Rather than obsessively viewing these 15 songs as memoir, consider them a universal hymnal of young women evolving. If “End Game”—featuring Future and Ed Sheeran—recognizes and plays cads at their own game, preferring the chase to the being used and discarded, “I Did Something Bad” spikes the exhilaration of standing up. Mess with Taylor, charming Lotharios, and endure the consequences! Testing limits, figuring the score, acting as you see fit instead of bowing to the expectations of how good girls act; these songs embody the realities of ownership. Again, at 27, Swift sees no other way. Nor should she.

But it’s also more complicated. On the gentle “Delicate,” Swift balances between unspoken desire and expression, knowing things that move too fast often falter, yet wanting to know. If not taking charge, she’s actively present, not passively riding momentum and fretting. To engage, it seems, is just the beginning.


“Dress” recalls Parade-era Prince. Swift admits the dress is for the guy to take off. Again addressing desire, she creates a small-scale frisson of deeper connection versus the produced romance fantasies.

Even on “Gorgeous”—where conflicted emotions sets the stage—she’s seen showing up and being honest about attraction. How hard that can be, and yet, how often do most of us deny? Here, it is laid out and lures us in. And then with “Dancing With Our Hands Tied”—where she confesses, “darling, you had turned my bed into a sacred oasis”—she follows suit, acknowledging the path is seldom clear; you can want and act, but it’s not always simple. Gossip, fear and bad days must be navigated; only then can one arrive at real intimacy.

Acknowledging this complication is part of the maturation of Taylor Swift. As is the unadorned candor of her writing. Musically, too, there’s a ripeness to the tracks. Though, again enlisting Max Martin, Shellback and Jack Antonoff, she presses them to relinquish their signature tricks to create something cohesive from track to track—also to give the songs more room for the emotion to exist between the notes.

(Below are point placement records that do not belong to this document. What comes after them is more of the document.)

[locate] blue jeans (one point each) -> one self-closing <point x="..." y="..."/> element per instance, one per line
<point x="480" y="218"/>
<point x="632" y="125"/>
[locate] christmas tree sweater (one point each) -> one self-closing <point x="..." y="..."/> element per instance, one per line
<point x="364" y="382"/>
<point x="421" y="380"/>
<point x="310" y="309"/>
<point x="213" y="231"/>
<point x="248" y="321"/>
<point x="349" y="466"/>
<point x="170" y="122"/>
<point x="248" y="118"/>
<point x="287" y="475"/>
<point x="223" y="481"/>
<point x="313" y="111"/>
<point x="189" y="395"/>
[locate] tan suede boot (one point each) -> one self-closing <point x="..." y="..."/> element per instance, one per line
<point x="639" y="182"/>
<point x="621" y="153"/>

Yes, of course, there is the big-production Taylor. “That’s Why We Can’t Have Nice Things” bookends “Look What You Made Me Do” as its silkier cousin, but still considers the beefs, the tantrums, the tabloid moments as impediments to the life she wishes for beyond social media.

These are not easy things: the glamour and slickness of production is its own narcotic, but as a girl raised on country songwriting, she recognizes “songs” can be devices for production tricks. This feels like an attempt to deliver songs that work stripped down as well as tarted up with loops, triggers, samples and whatever else dazzles.

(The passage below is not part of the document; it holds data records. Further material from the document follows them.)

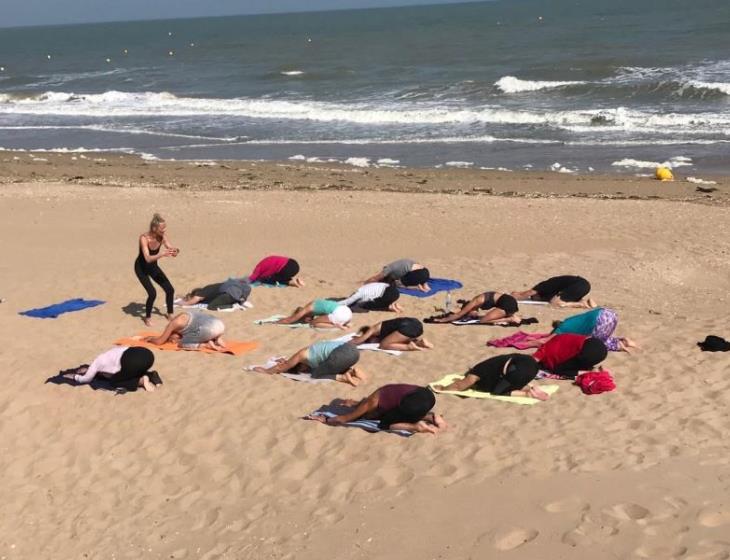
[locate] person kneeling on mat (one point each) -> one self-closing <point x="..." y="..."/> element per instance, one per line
<point x="320" y="313"/>
<point x="277" y="270"/>
<point x="506" y="375"/>
<point x="221" y="295"/>
<point x="407" y="272"/>
<point x="191" y="330"/>
<point x="500" y="309"/>
<point x="331" y="359"/>
<point x="402" y="333"/>
<point x="560" y="291"/>
<point x="377" y="296"/>
<point x="569" y="354"/>
<point x="123" y="366"/>
<point x="396" y="407"/>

That starkness leaves the vividly detailed “New Year’s Day” as a hushed coda after the entire cycle’s played out. With a tumble of piano notes, Swift emerges from the aftermath of a party, settled and seeking solace with “the one.” It’s not grand declarations, nor surging arrangements, that hold the song to terre firme; instead, it is the idea of staying (“When it’s hard, or wrong, or we’re making mistakes, I’ll be cleaning up bottles with you on New Year’s Day”) that anchors the future.

Subtler than much of her canon, reputation is polished without being glossy. Restraint may be too strong a word, but a definite sense, even with the turbo/techno challenge of “Look What You Made Me Do” and “Ready For It,” emerges that intimacy (between the subjects, but also for the listeners) was the goal. In a career of girl power anthems, sweeping ballads and mid-tempos that rush up and whirl you, sinking into these songs is where the rewards exist. Listen, drift and feel—and for some of us, remember—what owning your worth, your life, your destiny is made of.

It’s not simple stuff. But by stripping things down instead of yielding to the temptation for steroid overload, and by embracing the silvery, feather-light part of her voice, what is complicated has room to unfurl. Coming to those intricacies without fighting through bombast, accelerated rhythms and myriad layers, the listener sees their own truth, moments of self-determination and lust, possibly even yielding new realizations.

Can a pop record do all that? Maybe. Or maybe it’s just a way to surrender to the places young people explore, and the rest of us too easily forget. If not destined for spin class, reputation is destined for red wine and a time to unwind all the knots and clots of expectation.